Autunno salato per le famiglie italiane. Secondo Federconsumatori, i rincari di luce (+16%) e gas (+18%) potrebbero pesare fino a 180 euro in più al mese. Secondo l'associazione servono interventi strutturali su fisco e stipendi. Bocciatura per i bonus d'emergenza.

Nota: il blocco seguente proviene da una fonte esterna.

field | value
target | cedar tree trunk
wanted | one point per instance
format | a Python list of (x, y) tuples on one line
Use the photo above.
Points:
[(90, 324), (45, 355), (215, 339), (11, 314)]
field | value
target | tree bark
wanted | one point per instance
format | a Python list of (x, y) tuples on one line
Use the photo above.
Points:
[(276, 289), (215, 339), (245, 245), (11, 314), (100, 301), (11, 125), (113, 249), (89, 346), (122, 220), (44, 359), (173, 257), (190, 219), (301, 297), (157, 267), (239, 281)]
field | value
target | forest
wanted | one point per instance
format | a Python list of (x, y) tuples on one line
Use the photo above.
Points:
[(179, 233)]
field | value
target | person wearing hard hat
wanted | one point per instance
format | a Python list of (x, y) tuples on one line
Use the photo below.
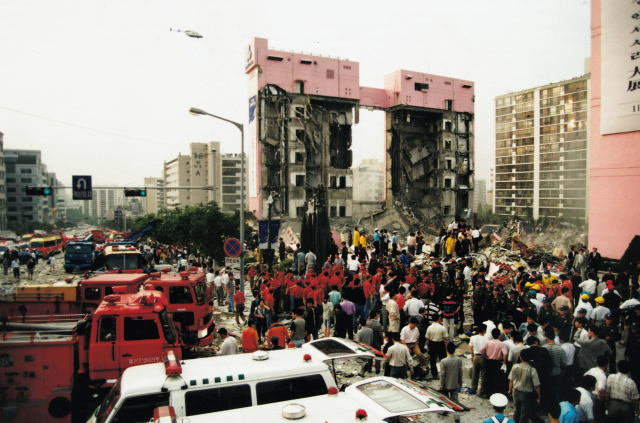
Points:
[(499, 403), (597, 315)]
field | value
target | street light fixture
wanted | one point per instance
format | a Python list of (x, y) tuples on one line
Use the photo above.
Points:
[(198, 112)]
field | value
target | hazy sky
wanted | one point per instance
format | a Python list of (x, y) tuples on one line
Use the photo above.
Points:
[(104, 88)]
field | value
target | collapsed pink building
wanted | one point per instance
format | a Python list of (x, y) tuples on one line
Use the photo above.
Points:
[(301, 111)]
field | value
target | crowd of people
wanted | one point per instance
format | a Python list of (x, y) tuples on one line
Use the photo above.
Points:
[(546, 342)]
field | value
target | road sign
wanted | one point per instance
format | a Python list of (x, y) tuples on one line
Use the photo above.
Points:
[(233, 263), (232, 247), (81, 187)]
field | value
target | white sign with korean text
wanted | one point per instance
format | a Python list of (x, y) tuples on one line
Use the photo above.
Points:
[(620, 104), (233, 263)]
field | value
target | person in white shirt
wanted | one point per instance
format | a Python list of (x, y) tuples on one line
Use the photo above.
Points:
[(490, 326), (600, 375), (475, 344), (589, 285), (229, 344), (413, 305), (584, 305), (584, 410)]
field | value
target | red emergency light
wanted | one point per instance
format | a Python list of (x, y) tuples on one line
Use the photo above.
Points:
[(112, 299), (172, 365), (164, 414), (361, 414)]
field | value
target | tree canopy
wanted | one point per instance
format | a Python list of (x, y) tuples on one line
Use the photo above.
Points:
[(205, 227)]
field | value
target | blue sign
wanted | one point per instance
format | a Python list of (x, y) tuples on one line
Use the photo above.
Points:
[(263, 233), (252, 108), (81, 186), (232, 247)]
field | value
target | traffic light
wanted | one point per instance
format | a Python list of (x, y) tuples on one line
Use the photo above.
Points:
[(38, 191), (135, 193)]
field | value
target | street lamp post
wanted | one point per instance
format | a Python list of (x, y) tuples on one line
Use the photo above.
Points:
[(240, 126)]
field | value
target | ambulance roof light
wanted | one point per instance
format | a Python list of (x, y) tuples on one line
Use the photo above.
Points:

Dopo i rincari estivi sui carburanti, sui bilanci delle famiglie italiane si allunga l'ombra di un autunno salato sul fronte dell'energia. Con la riaccensione dei riscaldamenti, le bollette di luce e gas potrebbero registrare un incremento rispettivamente del 16% e del 18% nel quadrimestre settembre-dicembre, secondo le stime di Federconsumatori. Una stangata che inciderebbe sui portafogli degli italiani fino a 180 euro in più al mese. L'Italia sconta già un prezzo medio del gas superiore alla media europea, 14,81 euro ogni 100 Kwh contro 12,28. Peggio di noi, solo Paesi Bassi (17,19 euro) e Svezia (20,92 euro). L'indice all'ingrosso del metano mostra le tensioni maggiori con stime in rialzo del +113% rispetto l'anno passato, con proiezioni prossime agli 0,80 euro/Smc per i mesi più freddi. "Questi rincari cadono sempre sulle famiglie - dice all'Adnkronos Carmelo Benenti, presidente di Federconsumatori Milano -. Il tema vero è che non c'è nessuna politica volta a limitare questi aumenti". Secondo l'avvocato, sono necessarie misure di lungo percorso, non spot, con interventi su redditi, stipendi e una riforma della fiscalità. "Crescono troppo poco rispetto all'aumento del costo della vita. E anche il welfare andrebbe rivisto: meno sussidi e più azioni mirate", agendo sul cuneo fiscale nella fascia 30.000-60.000 euro.
Rincari dettati non solo dall'instabile situazione in Medio Oriente, ma anche da una buona dose di speculazione: "Il fattore guerra incide sempre - sottolinea Benenti -, ma i più grandi acquirenti sono player semipubblici. Non bisognerebbe pensare solo a remunerare gli investitori, che va benissimo, ma anche a evitare speculazioni e la massimizzazione dei profitti". C'è una grande domanda a cui ancora manca una risposta: "A cosa serve avere quote pubbliche nelle aziende parastatali, se poi nei momenti in cui ci sono queste situazioni che pesano sulle famiglie, il socio di maggioranza non limita la redistribuzione, non minimizza il profitto sugli investitori privati". Il presidente di Federconsumatori Milano è critico anche della proposta del "bonus benzina", definendola folle: "Piuttosto diamo un sostegno alle imprese della gdo. Così abbasseremmo i prezzi dei beni alimentari e le famiglie avrebbero qualche soldo in più in tasca. Ma sono misure estemporanee, così non reggiamo più". Contro i rincari diffusi, Benenti propone incentivi al trasporto pubblico e allo smart working.
L'appello lanciato dall'associazione richiama le istituzioni a un dovere di protezione troppo spesso delegato alle dinamiche speculative dei mercati. Con la stagione fredda alle porte, niente mance o sussidi d'emergenza, ma riforme sulla fiscalità, un welfare efficiente e una gestione delle risorse energetiche orientata all'interesse pubblico anziché al massimo profitto.